Re: Genart last call review of draft-ietf-httpbis-rfc6265bis-19 from Dale R. Worley on 2025-09-20 (ietf-http-wg@w3.org from July to September 2025)

From: Dale R. Worley <worley@ariadne.com>
Date: Sat, 20 Sep 2025 15:38:20 -0400
To: ietf-http-wg@w3.org, <gen-art@ietf.org>
Message-ID: <87a52ox6c3.fsf@hobgoblin.ariadne.com>
My apologies on the delay in responding to this.  (Was gen-art included
as an addressee?)

A large number of items where we are in agreement are omitted here.

> From: Steven Bingler <bingler@chromium.org>
> Date: Mon, 25 Aug 2025 15:46:09 -0400
> To: ietf-http-wg@w3.org
> Subject: Re: Genart last call review of draft-ietf-httpbis-rfc6265bis-19
> Archived-At: <https://www.w3.org/mid/CAKvzGWfJMhX24droK1A20TCkC0BOzeMt8htnSuUd++Snx-j-9g@mail.gmail.com>
> 
> Not entirely sure why, but everything past the link got cut off.
> Re-sending my response below:
> 
> Hello Dale and Gen-ART,
> 
> Thank you for the review and my apologies for the late reply. I had to
> take a hiatus.
> 
> Find my responses below. The changes I've made have not yet been
> published as a draft but are available to view on the github repo.
> https://github.com/httpwg/http-extensions/blob/main/draft-ietf-httpbis-rfc6265bis.md
> 
> > This is ambiguous for parsing extension-av.  E.g.
> >
> > Set-Cookie: name=value;attr1= v a l u e ;attr2=x
> >
> > Does the value of attr1 start with "v" or with " "?  Does it end with
> "e" or with " "?
> 
> Given RFC9110 5.6.3 indicates that BWS MUST be removed before
> interpreting the protocol element it seems to me that Section 4's
> grammar strongly implies that leading and trailing whitespace are not
> allowed. I agree that being more explicit about that is a good idea.
> 
> The "notes" section beneath the grammar, while a bit crowded, feels
> like a good place for an advisement along the lines of::
> "Per the grammar above, cookie-avs MUST NOT contain leading or
> trailing WSP characters as they will be interpreted as BWS and
> removed."

OK, I hadn't been aware of RFC 9110 sec. 5.6.3.  Given its overarching
scope, it's clear that non-null BWS "should not" appear and that any
recipient of it MUST act as if it was not there.  And any implementer
of Cookies SHOULD be aware of those rules.

However, it's not clear to me how 5.6.3 applies to extension-av
specifically.  And my analysis in my report probably was incorrect.  The
difficulty appears only in regard to extension-av; all defined options
have unambiguous grammars.  cookie-av appears in the context:

   set-cookie-string = BWS cookie-pair *( BWS ";" OWS cookie-av )
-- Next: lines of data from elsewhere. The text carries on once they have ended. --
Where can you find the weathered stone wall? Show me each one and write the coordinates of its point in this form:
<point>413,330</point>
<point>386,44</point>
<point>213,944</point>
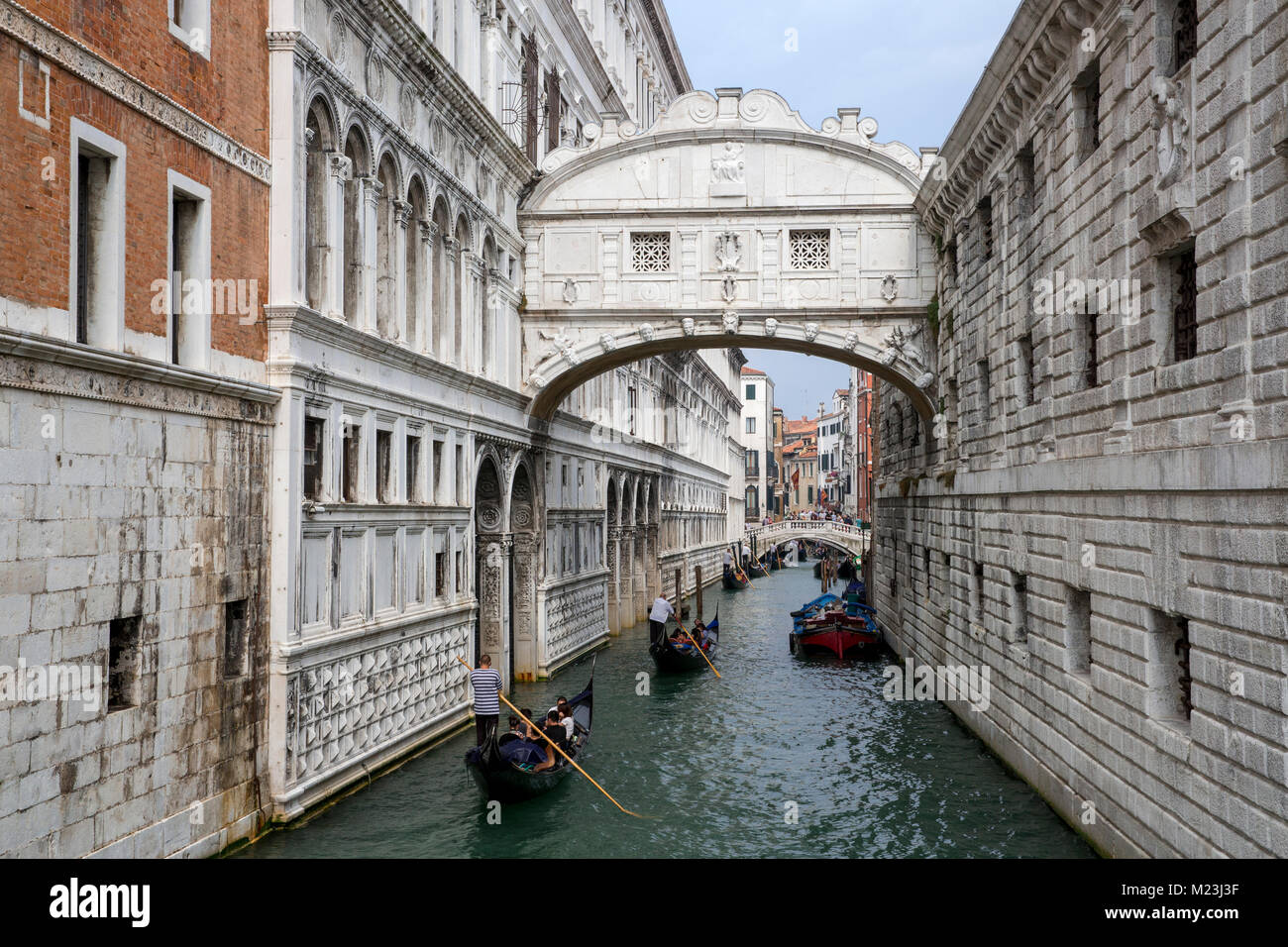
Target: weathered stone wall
<point>1090,492</point>
<point>129,495</point>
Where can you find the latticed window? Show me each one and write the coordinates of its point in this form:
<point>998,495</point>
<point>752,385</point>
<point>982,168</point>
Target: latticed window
<point>1185,322</point>
<point>651,253</point>
<point>811,249</point>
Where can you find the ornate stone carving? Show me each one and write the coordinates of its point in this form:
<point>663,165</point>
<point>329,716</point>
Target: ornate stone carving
<point>889,287</point>
<point>336,40</point>
<point>1172,127</point>
<point>728,253</point>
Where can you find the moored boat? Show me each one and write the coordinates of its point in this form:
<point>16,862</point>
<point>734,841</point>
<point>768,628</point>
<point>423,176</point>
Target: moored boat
<point>496,766</point>
<point>668,657</point>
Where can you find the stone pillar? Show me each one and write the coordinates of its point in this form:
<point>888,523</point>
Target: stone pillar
<point>447,352</point>
<point>614,625</point>
<point>402,217</point>
<point>428,232</point>
<point>526,566</point>
<point>370,196</point>
<point>642,569</point>
<point>340,171</point>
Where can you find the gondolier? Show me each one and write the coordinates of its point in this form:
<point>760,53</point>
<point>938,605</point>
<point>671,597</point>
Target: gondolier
<point>657,618</point>
<point>487,707</point>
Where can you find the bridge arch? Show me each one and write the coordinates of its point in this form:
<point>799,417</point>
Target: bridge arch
<point>730,222</point>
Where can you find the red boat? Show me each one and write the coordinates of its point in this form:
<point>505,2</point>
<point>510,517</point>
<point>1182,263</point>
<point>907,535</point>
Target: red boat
<point>835,631</point>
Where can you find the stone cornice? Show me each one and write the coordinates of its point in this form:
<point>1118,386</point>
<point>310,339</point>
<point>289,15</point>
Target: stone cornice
<point>81,371</point>
<point>82,62</point>
<point>1041,40</point>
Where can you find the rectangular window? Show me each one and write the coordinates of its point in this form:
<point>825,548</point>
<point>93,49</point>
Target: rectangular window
<point>651,253</point>
<point>462,474</point>
<point>1077,642</point>
<point>125,664</point>
<point>1168,655</point>
<point>984,392</point>
<point>1185,335</point>
<point>384,447</point>
<point>189,272</point>
<point>351,460</point>
<point>810,249</point>
<point>314,446</point>
<point>235,639</point>
<point>189,24</point>
<point>412,470</point>
<point>1086,98</point>
<point>986,227</point>
<point>1019,608</point>
<point>97,237</point>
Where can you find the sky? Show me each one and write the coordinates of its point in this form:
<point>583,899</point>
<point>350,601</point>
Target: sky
<point>909,63</point>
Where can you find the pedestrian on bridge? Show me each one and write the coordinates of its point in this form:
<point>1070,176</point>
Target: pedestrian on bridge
<point>487,706</point>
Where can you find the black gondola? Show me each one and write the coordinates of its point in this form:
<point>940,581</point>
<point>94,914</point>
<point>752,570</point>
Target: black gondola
<point>733,582</point>
<point>509,783</point>
<point>668,657</point>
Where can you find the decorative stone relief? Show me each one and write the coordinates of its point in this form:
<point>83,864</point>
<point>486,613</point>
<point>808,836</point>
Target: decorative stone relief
<point>1172,127</point>
<point>336,40</point>
<point>889,287</point>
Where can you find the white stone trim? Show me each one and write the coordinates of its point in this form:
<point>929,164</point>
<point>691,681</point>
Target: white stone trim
<point>197,352</point>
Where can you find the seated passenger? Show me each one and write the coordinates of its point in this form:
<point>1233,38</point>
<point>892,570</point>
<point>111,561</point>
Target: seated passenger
<point>555,733</point>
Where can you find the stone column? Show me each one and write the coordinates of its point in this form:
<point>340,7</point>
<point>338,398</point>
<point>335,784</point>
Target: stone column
<point>447,352</point>
<point>614,625</point>
<point>340,171</point>
<point>370,196</point>
<point>426,232</point>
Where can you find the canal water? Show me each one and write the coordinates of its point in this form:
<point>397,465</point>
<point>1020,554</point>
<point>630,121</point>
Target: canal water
<point>781,757</point>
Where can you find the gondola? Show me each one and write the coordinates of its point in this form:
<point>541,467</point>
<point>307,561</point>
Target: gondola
<point>668,657</point>
<point>732,579</point>
<point>509,783</point>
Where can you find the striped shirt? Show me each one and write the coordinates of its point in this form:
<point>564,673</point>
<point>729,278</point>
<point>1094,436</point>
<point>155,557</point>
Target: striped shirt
<point>487,684</point>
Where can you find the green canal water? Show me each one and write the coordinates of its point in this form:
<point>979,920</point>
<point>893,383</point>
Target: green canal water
<point>720,764</point>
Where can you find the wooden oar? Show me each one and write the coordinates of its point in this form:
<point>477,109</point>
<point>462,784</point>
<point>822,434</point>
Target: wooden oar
<point>697,646</point>
<point>553,744</point>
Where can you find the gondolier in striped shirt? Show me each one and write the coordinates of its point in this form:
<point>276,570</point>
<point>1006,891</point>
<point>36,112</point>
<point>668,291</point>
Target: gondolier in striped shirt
<point>487,705</point>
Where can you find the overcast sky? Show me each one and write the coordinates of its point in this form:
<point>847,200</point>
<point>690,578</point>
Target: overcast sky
<point>909,63</point>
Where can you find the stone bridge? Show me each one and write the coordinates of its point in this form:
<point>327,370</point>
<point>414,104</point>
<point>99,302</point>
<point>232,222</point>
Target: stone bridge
<point>851,539</point>
<point>730,222</point>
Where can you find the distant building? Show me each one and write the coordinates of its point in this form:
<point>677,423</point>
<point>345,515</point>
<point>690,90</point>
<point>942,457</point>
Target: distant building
<point>756,434</point>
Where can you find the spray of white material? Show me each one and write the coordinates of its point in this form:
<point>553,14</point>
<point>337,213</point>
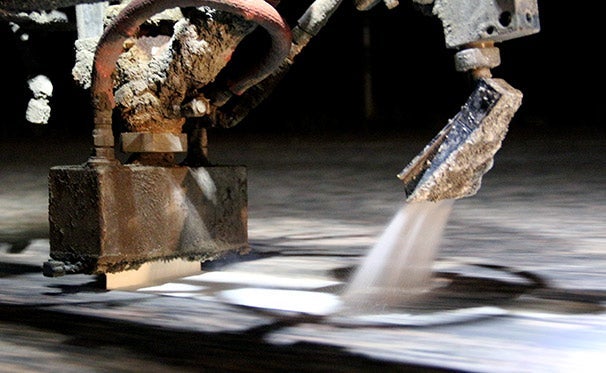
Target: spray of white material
<point>399,266</point>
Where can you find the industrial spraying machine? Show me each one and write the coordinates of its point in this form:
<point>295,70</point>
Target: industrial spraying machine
<point>154,94</point>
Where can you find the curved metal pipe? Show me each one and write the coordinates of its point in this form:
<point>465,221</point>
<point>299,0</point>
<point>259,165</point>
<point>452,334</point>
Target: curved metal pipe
<point>110,47</point>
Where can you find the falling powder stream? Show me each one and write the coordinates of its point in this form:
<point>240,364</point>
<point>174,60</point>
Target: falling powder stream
<point>399,266</point>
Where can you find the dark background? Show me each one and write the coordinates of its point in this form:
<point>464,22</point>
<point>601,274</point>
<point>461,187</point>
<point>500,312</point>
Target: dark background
<point>415,85</point>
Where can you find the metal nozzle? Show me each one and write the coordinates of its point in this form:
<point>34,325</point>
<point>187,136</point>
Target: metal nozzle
<point>451,166</point>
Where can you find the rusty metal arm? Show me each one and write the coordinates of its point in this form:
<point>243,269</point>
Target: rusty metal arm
<point>110,47</point>
<point>308,25</point>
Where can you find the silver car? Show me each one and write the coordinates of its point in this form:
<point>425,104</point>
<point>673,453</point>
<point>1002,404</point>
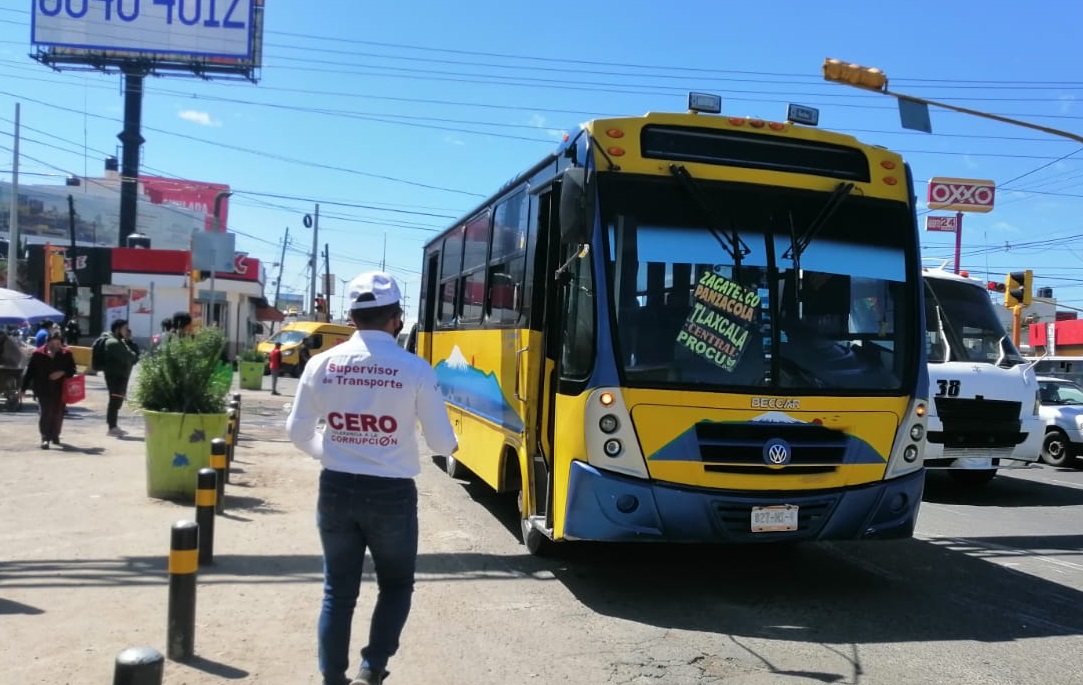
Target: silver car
<point>1062,411</point>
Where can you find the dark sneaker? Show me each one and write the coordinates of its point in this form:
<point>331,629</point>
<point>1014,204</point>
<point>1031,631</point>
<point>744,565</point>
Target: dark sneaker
<point>367,676</point>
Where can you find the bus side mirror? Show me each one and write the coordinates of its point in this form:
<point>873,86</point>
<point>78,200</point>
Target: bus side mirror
<point>576,215</point>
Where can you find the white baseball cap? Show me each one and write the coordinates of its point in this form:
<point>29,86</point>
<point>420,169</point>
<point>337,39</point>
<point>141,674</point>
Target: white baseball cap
<point>381,286</point>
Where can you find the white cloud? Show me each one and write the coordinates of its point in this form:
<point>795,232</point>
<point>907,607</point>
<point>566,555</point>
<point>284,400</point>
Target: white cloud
<point>203,118</point>
<point>538,121</point>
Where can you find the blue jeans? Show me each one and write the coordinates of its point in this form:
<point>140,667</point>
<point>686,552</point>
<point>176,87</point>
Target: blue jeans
<point>354,513</point>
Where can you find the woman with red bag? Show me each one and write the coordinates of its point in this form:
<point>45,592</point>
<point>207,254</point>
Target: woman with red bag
<point>49,367</point>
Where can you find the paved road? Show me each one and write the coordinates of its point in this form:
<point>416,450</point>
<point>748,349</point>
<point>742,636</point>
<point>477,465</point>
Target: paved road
<point>990,591</point>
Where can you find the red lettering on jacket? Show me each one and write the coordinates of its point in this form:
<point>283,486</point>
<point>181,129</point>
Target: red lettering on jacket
<point>362,422</point>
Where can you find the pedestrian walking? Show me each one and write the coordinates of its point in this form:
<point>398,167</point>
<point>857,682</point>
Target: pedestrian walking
<point>120,355</point>
<point>370,394</point>
<point>49,366</point>
<point>158,339</point>
<point>274,363</point>
<point>41,337</point>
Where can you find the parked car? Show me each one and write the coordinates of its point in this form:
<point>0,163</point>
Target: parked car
<point>1062,411</point>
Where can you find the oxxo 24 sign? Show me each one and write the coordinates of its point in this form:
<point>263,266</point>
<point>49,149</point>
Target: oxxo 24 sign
<point>962,195</point>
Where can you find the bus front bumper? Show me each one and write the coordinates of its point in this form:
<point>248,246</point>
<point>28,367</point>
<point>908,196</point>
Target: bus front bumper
<point>607,506</point>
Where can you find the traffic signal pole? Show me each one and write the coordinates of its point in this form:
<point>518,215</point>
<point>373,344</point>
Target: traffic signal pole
<point>958,238</point>
<point>875,80</point>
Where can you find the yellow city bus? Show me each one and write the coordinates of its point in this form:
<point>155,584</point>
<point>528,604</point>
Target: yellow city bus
<point>689,327</point>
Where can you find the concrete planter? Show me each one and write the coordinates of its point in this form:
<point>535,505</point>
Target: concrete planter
<point>178,446</point>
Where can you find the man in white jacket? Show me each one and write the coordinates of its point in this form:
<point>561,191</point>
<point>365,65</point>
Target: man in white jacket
<point>369,394</point>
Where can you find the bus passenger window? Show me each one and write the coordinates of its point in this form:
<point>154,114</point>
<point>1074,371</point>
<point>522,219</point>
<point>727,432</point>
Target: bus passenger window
<point>578,353</point>
<point>473,295</point>
<point>445,305</point>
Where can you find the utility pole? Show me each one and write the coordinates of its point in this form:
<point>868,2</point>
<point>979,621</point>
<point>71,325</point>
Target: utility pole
<point>13,215</point>
<point>70,275</point>
<point>131,139</point>
<point>213,264</point>
<point>282,265</point>
<point>314,224</point>
<point>327,281</point>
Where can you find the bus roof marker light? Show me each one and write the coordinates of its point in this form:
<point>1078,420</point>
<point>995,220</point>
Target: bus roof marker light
<point>705,103</point>
<point>800,114</point>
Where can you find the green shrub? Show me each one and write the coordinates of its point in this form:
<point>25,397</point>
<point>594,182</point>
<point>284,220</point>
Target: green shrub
<point>181,377</point>
<point>252,355</point>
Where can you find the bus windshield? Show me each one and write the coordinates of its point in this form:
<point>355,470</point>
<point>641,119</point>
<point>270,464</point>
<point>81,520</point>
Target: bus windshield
<point>287,337</point>
<point>962,325</point>
<point>742,287</point>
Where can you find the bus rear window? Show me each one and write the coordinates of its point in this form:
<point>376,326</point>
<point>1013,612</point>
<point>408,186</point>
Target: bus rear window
<point>752,150</point>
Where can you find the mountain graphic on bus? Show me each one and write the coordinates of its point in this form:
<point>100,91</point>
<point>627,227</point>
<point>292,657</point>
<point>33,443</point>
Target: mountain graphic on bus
<point>475,391</point>
<point>742,442</point>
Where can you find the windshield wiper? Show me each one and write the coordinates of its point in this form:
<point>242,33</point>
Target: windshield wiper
<point>799,244</point>
<point>732,244</point>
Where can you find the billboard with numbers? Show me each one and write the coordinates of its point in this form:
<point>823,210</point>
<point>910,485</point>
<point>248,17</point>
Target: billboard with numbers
<point>203,37</point>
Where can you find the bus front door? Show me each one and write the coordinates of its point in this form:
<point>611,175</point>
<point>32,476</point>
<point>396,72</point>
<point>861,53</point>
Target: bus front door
<point>538,381</point>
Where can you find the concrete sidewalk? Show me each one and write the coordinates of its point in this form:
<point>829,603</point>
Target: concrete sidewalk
<point>83,568</point>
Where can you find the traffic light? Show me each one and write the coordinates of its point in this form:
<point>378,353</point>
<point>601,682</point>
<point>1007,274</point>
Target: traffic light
<point>55,272</point>
<point>855,75</point>
<point>1018,287</point>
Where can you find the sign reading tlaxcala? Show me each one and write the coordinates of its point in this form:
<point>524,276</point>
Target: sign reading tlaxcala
<point>717,328</point>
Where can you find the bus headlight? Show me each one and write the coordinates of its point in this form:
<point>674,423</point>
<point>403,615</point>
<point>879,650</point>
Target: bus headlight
<point>609,423</point>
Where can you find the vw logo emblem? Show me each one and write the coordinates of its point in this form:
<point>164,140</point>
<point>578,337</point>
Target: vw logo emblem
<point>777,452</point>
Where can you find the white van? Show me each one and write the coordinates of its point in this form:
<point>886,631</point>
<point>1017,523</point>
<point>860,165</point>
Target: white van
<point>983,395</point>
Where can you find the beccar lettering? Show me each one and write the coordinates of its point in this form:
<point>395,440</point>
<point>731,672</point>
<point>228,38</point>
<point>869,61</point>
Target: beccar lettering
<point>775,403</point>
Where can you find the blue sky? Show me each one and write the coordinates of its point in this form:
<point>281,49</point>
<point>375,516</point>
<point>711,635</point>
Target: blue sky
<point>400,117</point>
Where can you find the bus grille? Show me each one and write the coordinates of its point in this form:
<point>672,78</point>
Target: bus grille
<point>977,423</point>
<point>735,519</point>
<point>739,447</point>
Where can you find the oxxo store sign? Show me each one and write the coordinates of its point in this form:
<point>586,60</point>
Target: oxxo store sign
<point>962,195</point>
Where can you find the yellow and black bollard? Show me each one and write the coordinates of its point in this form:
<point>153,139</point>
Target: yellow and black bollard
<point>206,508</point>
<point>183,564</point>
<point>221,465</point>
<point>139,666</point>
<point>231,439</point>
<point>235,404</point>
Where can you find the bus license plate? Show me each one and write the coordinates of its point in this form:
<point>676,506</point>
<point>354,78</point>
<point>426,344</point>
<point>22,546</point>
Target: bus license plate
<point>774,518</point>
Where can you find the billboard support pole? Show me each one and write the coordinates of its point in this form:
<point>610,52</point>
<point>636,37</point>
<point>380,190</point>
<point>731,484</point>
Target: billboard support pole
<point>958,238</point>
<point>13,214</point>
<point>131,139</point>
<point>314,262</point>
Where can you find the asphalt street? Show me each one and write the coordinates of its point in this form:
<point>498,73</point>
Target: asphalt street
<point>989,591</point>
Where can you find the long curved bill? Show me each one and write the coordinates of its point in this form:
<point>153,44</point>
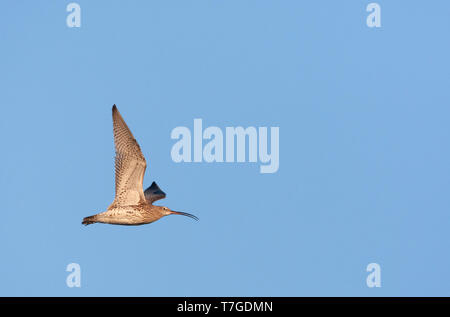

that is, preceded by OWS and followed by BWS (if there is a following
option).  cookie-av has extension-av as an alternative, which is
defined as:

   extension-av      = *av-octet
   av-octet          = %x20-3A / %x3C-7E
                         ; any CHAR except CTLs or ";"

The problem is that SPC can be both the first and last character of
extension-av, where it cannot be distinguished from being part of a
preceding OWS or a following BWS.  (There isn't a problem determining
unambiguously that an internal SPC is part of the extension-av; I was
mistaken in that.)  The BWS would have to be ignored of course, and if I
understand correctly, the OWS is not significant.

It's also surprising that a null extension-av is allowed, although I
don't think it is harmful.

I think a good solution would be just

   extension-av      = *av-octet
	                 ; neither the first nor last CHAR is %x20

or better

   extension-av      = 1*av-octet
	                 ; neither the first nor last CHAR is %x20

which would be clearer than the BNF to specify that.

> > 5.2.2.  Worker-based requests
> 
> That note is out of date and can be removed, we do allow for
> cross-origin workers using data: urls.
> 
> > What is the universe of characters?
> 
> Characters are to be treated as individual octets that align with
> ASCII. I've added a new note specifying that.
> 
> > Unfortunately, this question is significant.  For example in sec. 5.6 is
>
> We actually do want UAs to accept octets past 0x7F (for better or
> worse). Disallowing these octets is very likely a breaking change
> and would need to be more carefully rolled out.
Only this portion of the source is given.